Contestants were given tickets with numbers on them, which were attached to their entries, so judges and other participants had way of identifying who produced which entry until the winners were announced.
Poteet, who won awards in all three competitions held Saturday, said she and Joe got “really addicted” after their first competition, in 2017.
“Honestly, this is an addiction, as you can tell,” she said, indicating the scene in the square.
Shortly after they started competing more seriously, “we knew that something like this would work really well in Sweet Home.”
She got White to agree to promote the event if she could come up with a location, and then connected with Collins, with whom she’d attended high school.
“I messaged him on Facebook and said, ‘Hey, we have an idea for a barbecue competition.’ I knew this location would be really, really great.”
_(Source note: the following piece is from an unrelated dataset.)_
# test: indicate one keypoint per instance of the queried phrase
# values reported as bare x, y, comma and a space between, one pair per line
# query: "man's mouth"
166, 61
That was in February and things obviously came together and people have gotten on board, she said.
“They really want to see this be the biggest competition in the Pacific Northwest and really showcase our system of barbecue here.”
Each region of the country – the South, the Midwest, the East, the Pacific Northwest, she said, has its own particular style and flavors of barbecue.
“We do have a really good flavor profile. And so is really getting these competitors a chance to be showcased, getting their food in front of judges.”
It’s not just about winning, though those receiving awards definitely were relishing the moment. It’s also about learning, about getting better, she said.
She told how Joe Poteet was competing recently in Texas at the International Championships – which, in non-COVID years would include competitors from, literally, industrialized nations all over the world. Poteet was facing 305 other competitors, which was so large a field that organizers divided them into smaller groups.

JO POTEET, of J&C Barbecue in Lebanon, preps some succulent steak samples for visitors and competitors at the event.

“During the first day, Joe got his scores back and realized he could make changes to improve those scores. He did and finished 16th the next day out of 151 competitors, two-tenths of a point out of the awards.
“You do get to learn. You can learn. It is not just presentation. You’re looking for tenderness, taste, Everything that goes into it.”
And people like it.
Christy Poteet noted how a BBQ, Blues & Brews competition hosted by The Mill Casino in North Bend drew nearly 15,000 people, who paid $5 each to get in, then paid extra to sample barbecue and brews from 20 breweries at the event, sanctioned by the Kansas City Barbecue Society.
That’s what she has in mind.
She noted that local sponsors contributed prizes that attracted a very healthy field of competitors to the inaugural event.
“Even though it’s COVID and we’re kind of restricted, this allows us to work out the kinks now,” she said, gesturing at the activity around her. “We’re not looking to make money. This is reinvestment.”